Préserver les ressources naturelles

Au Sénégal aussi : le préfet de la région de Fatick a dû prendre des mesures pour éviter que les crevettiers locaux ne scient la branche sur laquelle ils sont assis. Il a réduit la période annuelle de pêche et imposé des filets à mailles plus larges, afin d’épargner les toutes petites crevettes. Mais les pêcheurs contournent les règles de préservation. Beaucoup d’entre eux ne respectent ni les maillages réglementaires, ni les périodes de pêche. Résultat : on trouve, sur les marchés de Palmarin, Djinack ou Niodior, des crevettes qui n’ont pas encore atteint leur maturité. « Non seulement ces fraudeurs détruisent les ressources disponibles, mais ils mécontentent leurs propres clients », explique un agent de développement rural qui éprouve le plus grand mal à se faire entendre. A tel point que le gouvernement a fait appel à l’Union mondiale pour la conservation de la nature (UCN) pour sensibiliser les populations concernées. Reste à voir si cette campagne portera ses fruits.
Pour prendre sa place sur le marché international, l’Afrique doit compléter ses ressources naturelles par des produits issus de l’aquaculture. Seuls quelques pays y parviennent. Au Maroc, l’essentiel de la production est réalisée par 55 chalutiers spécialisés qui récoltent environ 7 000 tonnes par an pour une valeur de 26 à 27 millions d’euros. L’aquaculture commence seulement à émerger. Des sites privilégiés ont été identifiés : les estuaires de l’oued Tahadart et de Loukkos, la baie de Dakhla ainsi que les salines de Sidi Moussa. Quelques expériences de fermes industrielles ont commencé. Même situation en Tunisie, où la pêche en eaux côtières représente la quasi totalité des prises. L’élevage n’en est qu’à ses débuts.

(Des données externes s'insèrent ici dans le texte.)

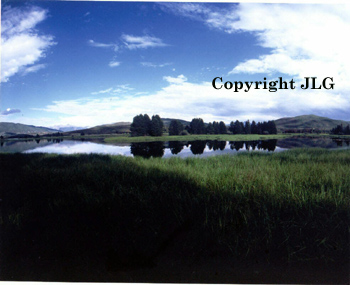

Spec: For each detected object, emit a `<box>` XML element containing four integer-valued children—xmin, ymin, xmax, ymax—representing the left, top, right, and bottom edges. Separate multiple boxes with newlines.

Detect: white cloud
<box><xmin>88</xmin><ymin>40</ymin><xmax>119</xmax><ymax>51</ymax></box>
<box><xmin>163</xmin><ymin>74</ymin><xmax>187</xmax><ymax>84</ymax></box>
<box><xmin>1</xmin><ymin>7</ymin><xmax>55</xmax><ymax>82</ymax></box>
<box><xmin>26</xmin><ymin>71</ymin><xmax>350</xmax><ymax>126</ymax></box>
<box><xmin>121</xmin><ymin>34</ymin><xmax>167</xmax><ymax>50</ymax></box>
<box><xmin>108</xmin><ymin>61</ymin><xmax>120</xmax><ymax>67</ymax></box>
<box><xmin>23</xmin><ymin>64</ymin><xmax>46</xmax><ymax>75</ymax></box>
<box><xmin>0</xmin><ymin>108</ymin><xmax>21</xmax><ymax>116</ymax></box>
<box><xmin>91</xmin><ymin>84</ymin><xmax>134</xmax><ymax>95</ymax></box>
<box><xmin>140</xmin><ymin>62</ymin><xmax>172</xmax><ymax>68</ymax></box>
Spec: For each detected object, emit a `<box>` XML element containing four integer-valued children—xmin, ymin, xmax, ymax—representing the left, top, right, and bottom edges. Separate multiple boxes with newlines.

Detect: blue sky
<box><xmin>0</xmin><ymin>1</ymin><xmax>350</xmax><ymax>127</ymax></box>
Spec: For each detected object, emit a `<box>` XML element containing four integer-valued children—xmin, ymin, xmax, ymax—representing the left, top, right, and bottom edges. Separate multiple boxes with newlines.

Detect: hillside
<box><xmin>66</xmin><ymin>118</ymin><xmax>190</xmax><ymax>135</ymax></box>
<box><xmin>0</xmin><ymin>122</ymin><xmax>57</xmax><ymax>136</ymax></box>
<box><xmin>65</xmin><ymin>122</ymin><xmax>131</xmax><ymax>135</ymax></box>
<box><xmin>275</xmin><ymin>115</ymin><xmax>350</xmax><ymax>132</ymax></box>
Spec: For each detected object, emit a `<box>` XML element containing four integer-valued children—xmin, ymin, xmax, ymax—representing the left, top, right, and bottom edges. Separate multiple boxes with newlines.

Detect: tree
<box><xmin>219</xmin><ymin>121</ymin><xmax>227</xmax><ymax>134</ymax></box>
<box><xmin>190</xmin><ymin>118</ymin><xmax>205</xmax><ymax>134</ymax></box>
<box><xmin>149</xmin><ymin>115</ymin><xmax>163</xmax><ymax>137</ymax></box>
<box><xmin>169</xmin><ymin>120</ymin><xmax>184</xmax><ymax>136</ymax></box>
<box><xmin>230</xmin><ymin>120</ymin><xmax>243</xmax><ymax>135</ymax></box>
<box><xmin>206</xmin><ymin>123</ymin><xmax>215</xmax><ymax>135</ymax></box>
<box><xmin>130</xmin><ymin>114</ymin><xmax>151</xmax><ymax>136</ymax></box>
<box><xmin>244</xmin><ymin>120</ymin><xmax>252</xmax><ymax>135</ymax></box>
<box><xmin>250</xmin><ymin>121</ymin><xmax>258</xmax><ymax>134</ymax></box>
<box><xmin>267</xmin><ymin>121</ymin><xmax>277</xmax><ymax>134</ymax></box>
<box><xmin>228</xmin><ymin>121</ymin><xmax>235</xmax><ymax>133</ymax></box>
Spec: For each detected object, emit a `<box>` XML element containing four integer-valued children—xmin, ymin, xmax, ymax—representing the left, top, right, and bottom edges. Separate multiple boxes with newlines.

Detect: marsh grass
<box><xmin>0</xmin><ymin>149</ymin><xmax>350</xmax><ymax>281</ymax></box>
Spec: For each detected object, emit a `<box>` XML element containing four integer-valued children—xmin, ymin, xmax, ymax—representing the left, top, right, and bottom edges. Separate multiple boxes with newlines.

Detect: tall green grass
<box><xmin>0</xmin><ymin>149</ymin><xmax>350</xmax><ymax>281</ymax></box>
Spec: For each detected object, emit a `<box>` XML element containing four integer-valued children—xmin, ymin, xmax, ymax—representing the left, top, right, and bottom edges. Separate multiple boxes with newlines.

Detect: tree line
<box><xmin>130</xmin><ymin>114</ymin><xmax>277</xmax><ymax>136</ymax></box>
<box><xmin>331</xmin><ymin>124</ymin><xmax>350</xmax><ymax>135</ymax></box>
<box><xmin>130</xmin><ymin>114</ymin><xmax>164</xmax><ymax>137</ymax></box>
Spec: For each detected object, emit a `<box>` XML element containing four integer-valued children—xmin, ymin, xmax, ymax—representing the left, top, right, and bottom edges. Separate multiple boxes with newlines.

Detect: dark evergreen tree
<box><xmin>130</xmin><ymin>114</ymin><xmax>151</xmax><ymax>136</ymax></box>
<box><xmin>213</xmin><ymin>121</ymin><xmax>220</xmax><ymax>135</ymax></box>
<box><xmin>219</xmin><ymin>121</ymin><xmax>227</xmax><ymax>134</ymax></box>
<box><xmin>244</xmin><ymin>120</ymin><xmax>252</xmax><ymax>135</ymax></box>
<box><xmin>230</xmin><ymin>120</ymin><xmax>242</xmax><ymax>135</ymax></box>
<box><xmin>250</xmin><ymin>121</ymin><xmax>258</xmax><ymax>134</ymax></box>
<box><xmin>149</xmin><ymin>115</ymin><xmax>163</xmax><ymax>137</ymax></box>
<box><xmin>206</xmin><ymin>123</ymin><xmax>215</xmax><ymax>135</ymax></box>
<box><xmin>228</xmin><ymin>121</ymin><xmax>235</xmax><ymax>133</ymax></box>
<box><xmin>239</xmin><ymin>122</ymin><xmax>245</xmax><ymax>134</ymax></box>
<box><xmin>267</xmin><ymin>121</ymin><xmax>277</xmax><ymax>134</ymax></box>
<box><xmin>169</xmin><ymin>120</ymin><xmax>184</xmax><ymax>136</ymax></box>
<box><xmin>190</xmin><ymin>118</ymin><xmax>205</xmax><ymax>134</ymax></box>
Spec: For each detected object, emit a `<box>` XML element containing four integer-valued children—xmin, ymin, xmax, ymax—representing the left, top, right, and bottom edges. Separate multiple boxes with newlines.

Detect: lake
<box><xmin>0</xmin><ymin>137</ymin><xmax>350</xmax><ymax>158</ymax></box>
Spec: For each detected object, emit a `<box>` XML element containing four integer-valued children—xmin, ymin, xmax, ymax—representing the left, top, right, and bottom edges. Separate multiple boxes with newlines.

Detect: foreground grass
<box><xmin>0</xmin><ymin>149</ymin><xmax>350</xmax><ymax>281</ymax></box>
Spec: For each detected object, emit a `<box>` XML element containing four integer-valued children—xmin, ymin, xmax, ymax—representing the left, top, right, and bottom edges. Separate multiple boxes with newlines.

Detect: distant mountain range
<box><xmin>0</xmin><ymin>123</ymin><xmax>58</xmax><ymax>136</ymax></box>
<box><xmin>275</xmin><ymin>115</ymin><xmax>350</xmax><ymax>131</ymax></box>
<box><xmin>0</xmin><ymin>115</ymin><xmax>350</xmax><ymax>136</ymax></box>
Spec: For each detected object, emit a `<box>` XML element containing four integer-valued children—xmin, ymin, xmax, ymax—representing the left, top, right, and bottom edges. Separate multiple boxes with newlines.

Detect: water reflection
<box><xmin>0</xmin><ymin>137</ymin><xmax>350</xmax><ymax>158</ymax></box>
<box><xmin>130</xmin><ymin>142</ymin><xmax>164</xmax><ymax>158</ymax></box>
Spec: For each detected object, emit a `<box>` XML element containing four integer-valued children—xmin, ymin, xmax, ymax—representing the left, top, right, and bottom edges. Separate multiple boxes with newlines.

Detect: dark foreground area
<box><xmin>0</xmin><ymin>149</ymin><xmax>350</xmax><ymax>284</ymax></box>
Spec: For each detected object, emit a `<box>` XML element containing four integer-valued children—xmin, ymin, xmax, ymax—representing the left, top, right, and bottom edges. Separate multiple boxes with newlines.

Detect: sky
<box><xmin>0</xmin><ymin>0</ymin><xmax>350</xmax><ymax>127</ymax></box>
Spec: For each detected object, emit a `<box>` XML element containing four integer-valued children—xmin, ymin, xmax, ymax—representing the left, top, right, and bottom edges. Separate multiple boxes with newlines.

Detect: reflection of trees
<box><xmin>169</xmin><ymin>141</ymin><xmax>184</xmax><ymax>154</ymax></box>
<box><xmin>250</xmin><ymin>141</ymin><xmax>259</xmax><ymax>150</ymax></box>
<box><xmin>245</xmin><ymin>142</ymin><xmax>250</xmax><ymax>151</ymax></box>
<box><xmin>207</xmin><ymin>140</ymin><xmax>226</xmax><ymax>151</ymax></box>
<box><xmin>229</xmin><ymin>140</ymin><xmax>277</xmax><ymax>151</ymax></box>
<box><xmin>230</xmin><ymin>141</ymin><xmax>244</xmax><ymax>151</ymax></box>
<box><xmin>191</xmin><ymin>141</ymin><xmax>207</xmax><ymax>154</ymax></box>
<box><xmin>130</xmin><ymin>142</ymin><xmax>164</xmax><ymax>158</ymax></box>
<box><xmin>258</xmin><ymin>140</ymin><xmax>277</xmax><ymax>151</ymax></box>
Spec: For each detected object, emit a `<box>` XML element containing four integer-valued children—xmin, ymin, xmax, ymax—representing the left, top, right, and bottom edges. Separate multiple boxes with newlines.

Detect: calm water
<box><xmin>0</xmin><ymin>138</ymin><xmax>349</xmax><ymax>157</ymax></box>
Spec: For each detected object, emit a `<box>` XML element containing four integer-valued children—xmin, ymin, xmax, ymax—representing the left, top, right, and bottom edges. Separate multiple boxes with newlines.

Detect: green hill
<box><xmin>65</xmin><ymin>118</ymin><xmax>190</xmax><ymax>135</ymax></box>
<box><xmin>275</xmin><ymin>115</ymin><xmax>350</xmax><ymax>131</ymax></box>
<box><xmin>0</xmin><ymin>122</ymin><xmax>57</xmax><ymax>136</ymax></box>
<box><xmin>65</xmin><ymin>122</ymin><xmax>131</xmax><ymax>135</ymax></box>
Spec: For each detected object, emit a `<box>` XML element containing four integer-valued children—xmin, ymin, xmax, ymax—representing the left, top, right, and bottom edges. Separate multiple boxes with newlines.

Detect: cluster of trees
<box><xmin>130</xmin><ymin>114</ymin><xmax>277</xmax><ymax>136</ymax></box>
<box><xmin>130</xmin><ymin>114</ymin><xmax>164</xmax><ymax>136</ymax></box>
<box><xmin>169</xmin><ymin>118</ymin><xmax>277</xmax><ymax>135</ymax></box>
<box><xmin>228</xmin><ymin>120</ymin><xmax>277</xmax><ymax>135</ymax></box>
<box><xmin>331</xmin><ymin>124</ymin><xmax>350</xmax><ymax>135</ymax></box>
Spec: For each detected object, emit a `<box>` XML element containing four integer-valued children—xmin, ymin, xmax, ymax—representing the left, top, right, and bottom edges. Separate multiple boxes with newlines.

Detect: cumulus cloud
<box><xmin>163</xmin><ymin>74</ymin><xmax>187</xmax><ymax>84</ymax></box>
<box><xmin>0</xmin><ymin>108</ymin><xmax>21</xmax><ymax>116</ymax></box>
<box><xmin>121</xmin><ymin>34</ymin><xmax>167</xmax><ymax>50</ymax></box>
<box><xmin>31</xmin><ymin>70</ymin><xmax>350</xmax><ymax>126</ymax></box>
<box><xmin>88</xmin><ymin>40</ymin><xmax>119</xmax><ymax>51</ymax></box>
<box><xmin>22</xmin><ymin>64</ymin><xmax>46</xmax><ymax>75</ymax></box>
<box><xmin>1</xmin><ymin>6</ymin><xmax>55</xmax><ymax>82</ymax></box>
<box><xmin>108</xmin><ymin>61</ymin><xmax>120</xmax><ymax>67</ymax></box>
<box><xmin>140</xmin><ymin>62</ymin><xmax>172</xmax><ymax>68</ymax></box>
<box><xmin>91</xmin><ymin>84</ymin><xmax>134</xmax><ymax>95</ymax></box>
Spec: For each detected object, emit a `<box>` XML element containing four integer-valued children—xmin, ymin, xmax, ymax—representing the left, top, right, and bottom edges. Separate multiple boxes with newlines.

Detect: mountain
<box><xmin>0</xmin><ymin>122</ymin><xmax>57</xmax><ymax>136</ymax></box>
<box><xmin>51</xmin><ymin>125</ymin><xmax>87</xmax><ymax>132</ymax></box>
<box><xmin>67</xmin><ymin>118</ymin><xmax>190</xmax><ymax>135</ymax></box>
<box><xmin>66</xmin><ymin>122</ymin><xmax>131</xmax><ymax>135</ymax></box>
<box><xmin>275</xmin><ymin>115</ymin><xmax>350</xmax><ymax>132</ymax></box>
<box><xmin>162</xmin><ymin>118</ymin><xmax>191</xmax><ymax>128</ymax></box>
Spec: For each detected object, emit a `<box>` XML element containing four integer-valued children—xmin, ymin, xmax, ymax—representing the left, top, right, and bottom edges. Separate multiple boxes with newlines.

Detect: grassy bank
<box><xmin>0</xmin><ymin>149</ymin><xmax>350</xmax><ymax>283</ymax></box>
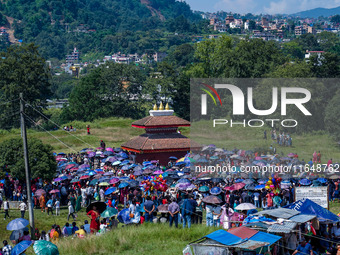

Madagascar, champion d’Afrique de la crevette

En la matière, c’est surtout Madagascar qui a effectué le bond le plus spectaculaire. On y exploite des installations aquacoles à grande échelle et on ne recense pas moins de 1 700 bassins. Leur rendement moyen (4 tonnes par hectare) place même la Grande Ile parmi les producteurs les plus performants du monde. L'année dernière, l’aquaculture crevettière a rapporté 67 millions d’euros (450 milliards de francs malgaches). Le secret de cette expansion ? Une vigoureuse intervention de l’Etat, qui a facilité les aménagements de bassin et attiré des investisseurs. Une dizaine de fermes industrielles existent actuellement à Madagascar. D’autres implantations devraient suivre. L’Etat a déjà identifié plus de 15 000 hectares aménageables en bassins crevettiers. De quoi augmenter la production nationale d’au moins 54 000 tonnes. Un exploit, quand on sait qu’en 1994 encore le pays produisait à peine 500 tonnes d’or rose !
Le succès de Madagascar incite d’autres pays africains à investir dans cette filière. Au Sénégal, la coopération française finance une étude de faisabilité pour une écloserie pouvant produire 4 millions de larves par an. Un projet similaire est en cours au Bénin, où la production de crevettes connaît un développement spectaculaire : 333 tonnes exportées en 1995, près de 750 tonnes en 2002. En Guinée, c’est la Banque africaine de développement que le gouvernement a appelée à la rescousse. Les investisseurs privés ne sont pas en reste. Au Gabon, la société Amerger met la dernière main à un élevage qui devrait produire 2000 tonnes de crustacés par an. Au Mozambique, Aquapesca construira une ferme pilote de 20 hectares dans la région de Quelimane… La liste n’est pas exhaustive : les projets se multiplient d’autant plus que le marché est porteur et que les crevettes d’Afrique sont réputées de bonne qualité, à la différence des petites crevettes d’Asie. Les moyens industriels mis en place permettent désormais de traiter sur place les récoltes dans des conditions d’hygiène et de qualité qui satisfont les marchés internationaux, européens notamment. On n’est donc qu’au début de la ruée vers l’or rose d’Afrique.